The main difference you’ll notice is that the code is more complex. It now involves two agents: the data analyst and the data engineer. Another change is that we now have two static variables that point to two configuration YAML files, and the `DataAnalysisCrew` class has a wrapper called `@CrewBase`. These changes allow us to specify configurations for agents and tasks in separate YAML files and help declutter our code. 

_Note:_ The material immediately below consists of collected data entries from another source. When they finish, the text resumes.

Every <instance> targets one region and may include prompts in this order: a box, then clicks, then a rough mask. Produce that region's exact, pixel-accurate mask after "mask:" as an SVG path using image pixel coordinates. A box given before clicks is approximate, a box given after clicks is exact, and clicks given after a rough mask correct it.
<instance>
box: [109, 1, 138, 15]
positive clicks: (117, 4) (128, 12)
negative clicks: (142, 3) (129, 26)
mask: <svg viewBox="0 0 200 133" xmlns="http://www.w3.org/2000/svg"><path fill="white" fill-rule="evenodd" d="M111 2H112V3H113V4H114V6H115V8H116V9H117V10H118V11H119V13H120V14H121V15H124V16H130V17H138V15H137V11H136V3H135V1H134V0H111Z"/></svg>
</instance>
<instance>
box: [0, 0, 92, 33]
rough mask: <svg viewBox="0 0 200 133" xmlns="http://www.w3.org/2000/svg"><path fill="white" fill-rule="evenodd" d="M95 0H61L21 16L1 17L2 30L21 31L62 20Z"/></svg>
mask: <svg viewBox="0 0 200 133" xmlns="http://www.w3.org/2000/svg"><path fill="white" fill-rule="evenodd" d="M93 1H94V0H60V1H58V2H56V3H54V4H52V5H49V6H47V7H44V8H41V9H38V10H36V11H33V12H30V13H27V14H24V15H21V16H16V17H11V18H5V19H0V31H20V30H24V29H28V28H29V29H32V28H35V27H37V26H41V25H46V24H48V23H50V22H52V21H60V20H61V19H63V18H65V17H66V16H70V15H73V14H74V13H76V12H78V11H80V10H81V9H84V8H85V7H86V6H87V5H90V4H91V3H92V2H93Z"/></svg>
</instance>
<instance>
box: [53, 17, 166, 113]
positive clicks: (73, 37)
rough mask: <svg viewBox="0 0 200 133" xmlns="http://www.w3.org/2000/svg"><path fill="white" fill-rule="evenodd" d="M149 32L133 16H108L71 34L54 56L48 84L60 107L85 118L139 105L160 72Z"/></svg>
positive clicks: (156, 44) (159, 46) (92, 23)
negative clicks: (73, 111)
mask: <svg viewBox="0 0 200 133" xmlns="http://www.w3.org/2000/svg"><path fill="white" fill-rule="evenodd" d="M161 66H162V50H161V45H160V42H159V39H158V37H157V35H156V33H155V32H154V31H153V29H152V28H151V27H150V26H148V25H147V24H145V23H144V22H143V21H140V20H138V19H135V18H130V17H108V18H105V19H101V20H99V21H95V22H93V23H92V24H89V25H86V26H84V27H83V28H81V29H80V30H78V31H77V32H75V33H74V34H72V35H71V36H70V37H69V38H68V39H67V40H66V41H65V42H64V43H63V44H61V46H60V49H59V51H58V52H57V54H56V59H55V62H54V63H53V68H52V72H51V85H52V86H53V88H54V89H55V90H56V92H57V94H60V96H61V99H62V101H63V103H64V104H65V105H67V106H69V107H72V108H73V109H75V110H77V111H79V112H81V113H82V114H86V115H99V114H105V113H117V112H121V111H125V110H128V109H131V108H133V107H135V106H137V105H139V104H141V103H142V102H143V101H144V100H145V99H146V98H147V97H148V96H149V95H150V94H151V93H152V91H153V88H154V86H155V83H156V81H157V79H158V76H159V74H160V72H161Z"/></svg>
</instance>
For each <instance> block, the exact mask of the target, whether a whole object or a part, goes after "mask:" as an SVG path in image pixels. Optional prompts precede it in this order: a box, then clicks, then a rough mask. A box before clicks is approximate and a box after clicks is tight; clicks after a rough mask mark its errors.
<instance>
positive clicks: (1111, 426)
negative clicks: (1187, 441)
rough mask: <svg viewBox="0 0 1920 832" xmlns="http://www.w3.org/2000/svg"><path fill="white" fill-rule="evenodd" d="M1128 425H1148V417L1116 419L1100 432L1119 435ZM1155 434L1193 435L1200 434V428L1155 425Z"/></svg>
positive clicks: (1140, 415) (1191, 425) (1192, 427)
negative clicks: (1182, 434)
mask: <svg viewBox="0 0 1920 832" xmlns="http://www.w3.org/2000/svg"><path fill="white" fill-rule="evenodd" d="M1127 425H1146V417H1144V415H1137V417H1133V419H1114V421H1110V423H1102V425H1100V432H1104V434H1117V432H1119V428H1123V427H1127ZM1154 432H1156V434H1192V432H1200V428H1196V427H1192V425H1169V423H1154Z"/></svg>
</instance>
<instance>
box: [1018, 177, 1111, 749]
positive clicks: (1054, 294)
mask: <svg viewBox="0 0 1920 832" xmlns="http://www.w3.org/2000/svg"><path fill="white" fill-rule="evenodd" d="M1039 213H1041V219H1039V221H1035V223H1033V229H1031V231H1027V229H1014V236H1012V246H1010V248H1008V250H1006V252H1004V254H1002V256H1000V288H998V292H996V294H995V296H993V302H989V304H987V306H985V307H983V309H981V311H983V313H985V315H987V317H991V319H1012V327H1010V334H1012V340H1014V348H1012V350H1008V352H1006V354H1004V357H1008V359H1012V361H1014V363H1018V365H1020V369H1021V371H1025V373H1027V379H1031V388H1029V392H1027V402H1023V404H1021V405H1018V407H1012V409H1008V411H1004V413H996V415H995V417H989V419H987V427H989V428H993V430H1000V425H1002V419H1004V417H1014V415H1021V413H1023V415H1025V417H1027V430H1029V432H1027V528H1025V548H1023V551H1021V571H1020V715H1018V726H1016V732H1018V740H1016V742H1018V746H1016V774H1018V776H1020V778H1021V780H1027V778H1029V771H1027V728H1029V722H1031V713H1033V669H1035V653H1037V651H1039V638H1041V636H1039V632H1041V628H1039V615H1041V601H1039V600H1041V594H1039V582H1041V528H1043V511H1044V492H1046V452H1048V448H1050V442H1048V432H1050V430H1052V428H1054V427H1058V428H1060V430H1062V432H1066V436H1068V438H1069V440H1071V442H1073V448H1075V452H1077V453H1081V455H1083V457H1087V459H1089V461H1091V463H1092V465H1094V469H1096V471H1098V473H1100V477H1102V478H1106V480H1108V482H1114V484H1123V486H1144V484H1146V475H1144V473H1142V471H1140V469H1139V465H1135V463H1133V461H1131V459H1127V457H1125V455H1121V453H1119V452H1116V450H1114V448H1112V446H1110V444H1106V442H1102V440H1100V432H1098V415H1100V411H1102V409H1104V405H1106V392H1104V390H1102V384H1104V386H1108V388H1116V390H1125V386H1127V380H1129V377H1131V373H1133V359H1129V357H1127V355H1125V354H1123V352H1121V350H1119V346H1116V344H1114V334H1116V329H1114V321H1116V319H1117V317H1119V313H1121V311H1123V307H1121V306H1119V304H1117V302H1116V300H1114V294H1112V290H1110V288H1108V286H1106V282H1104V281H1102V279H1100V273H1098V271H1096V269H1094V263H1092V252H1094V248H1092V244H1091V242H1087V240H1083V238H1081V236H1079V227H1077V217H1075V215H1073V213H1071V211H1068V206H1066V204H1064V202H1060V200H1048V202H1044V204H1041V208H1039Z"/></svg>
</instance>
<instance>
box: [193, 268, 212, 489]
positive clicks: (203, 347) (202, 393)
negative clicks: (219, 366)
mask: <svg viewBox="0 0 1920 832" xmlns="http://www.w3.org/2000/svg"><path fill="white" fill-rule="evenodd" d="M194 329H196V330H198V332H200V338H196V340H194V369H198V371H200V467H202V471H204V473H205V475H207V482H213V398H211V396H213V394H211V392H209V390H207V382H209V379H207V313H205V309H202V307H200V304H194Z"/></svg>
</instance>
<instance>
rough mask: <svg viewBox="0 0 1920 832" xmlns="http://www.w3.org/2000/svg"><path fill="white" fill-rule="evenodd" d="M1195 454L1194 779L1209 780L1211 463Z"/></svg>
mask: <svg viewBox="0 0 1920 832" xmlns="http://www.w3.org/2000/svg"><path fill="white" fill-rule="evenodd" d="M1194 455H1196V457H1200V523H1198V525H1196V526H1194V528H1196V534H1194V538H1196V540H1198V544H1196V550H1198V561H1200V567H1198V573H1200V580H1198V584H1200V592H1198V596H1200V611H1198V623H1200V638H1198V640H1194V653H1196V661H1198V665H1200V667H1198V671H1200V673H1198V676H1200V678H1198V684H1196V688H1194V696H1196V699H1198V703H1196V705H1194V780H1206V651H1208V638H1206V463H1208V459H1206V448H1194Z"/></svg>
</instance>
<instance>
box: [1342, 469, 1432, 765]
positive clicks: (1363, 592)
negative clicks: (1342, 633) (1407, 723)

Now let's take a look at our new agents. The data analyst has no tools to use. They only create results and analyze the data provided by the data engineer. The data engineer, on the other hand, has three tools and extensive knowledge of the database structure. Their task is to provide data that can help answer the question. Let's see what we can find in the  [agents.yaml](./src/submission/config/agents.yaml) file.

```yaml
lead_data_analyst:
  role: >
    PIRLS lead data analyst
  goal: >
    Answer the research questions using the PIRLS 2021 dataset
  backstory: >
    You are the Lead Data Analyst for the Progress in International Reading Literacy Study (PIRLS) project. 
    Your expertise in data analysis and interpretation is crucial for providing insights into the dataset.
    Your analysis will be used to inform educational policies and practices.
    You focus on questions related to reading literacy and educational outcomes.
   
    While you have a good overview of PIRLS, you always rely on your data engineer to provide you with the necessary data.

# file cut out ...
    
```

This file contains the full configuration for both of our new agents. It's worth noting that the keys for both `lead_data_analyst` and `data_engineer` are the same as the arguments used for agent initialization.

```python
Agent(
  role="...",
  goal="...",
  backstory="..."
)
```

Similarly the same holds true for the [tasks.yaml](./src/submission/config/tasks.yaml) file. The keys used in this file must match the keyword arguments used for initializing the `Task` object. One important thing to notice is that all of the config files can be parametrised. Let's take a look at the tasks configuration file.

```yaml
answer_question_task:
  description: >
    Answer the following question:    
    {user_question}
    
    When applicable, search for relevant data in the PIRLS 2021 dataset.
    
    When answering, always:    
    - Do not comment on topics outside the area of your expertise.     
    - Ensure that your analysis is accurate and relevant to the research questions.
    - Unless instructed otherwise, explain how you come to your conclusions and provide evidence to support your claims.
    - Use markdown format for your final answer.
  expected_output: >
    A clear and concise answer to the question
```

Here we can see that Python string format is being used. In the `description` part we can see the `{user_question}` parameter. How to provide the value for this parameter? You can do that in the `kickoff` method of your crew.

```python
@CrewBase
class DataAnalysisCrew(Submission):
    """Data Analysis Crew for the GDSC project."""
    # Load the files from the config directory
    agents_config = PROJECT_ROOT / 'submission' / 'config' / 'agents.yaml'
    tasks_config = PROJECT_ROOT / 'submission' / 'config' / 'tasks.yaml'

    def __init__(self, llm):
        self.llm = llm

    def run(self, prompt: str) -> str:
        return self.crew().kickoff(inputs={'user_question': prompt})

# ... code cut out
```

We can see that in the `run` method when we call the crew's `kickoff` method we pass an argument called `inputs` which is a `dict` that uses the names of the parameters defined in the yaml fiel as keys. Although here we used but 1 parameter, you can define more and pass the values in the similar way.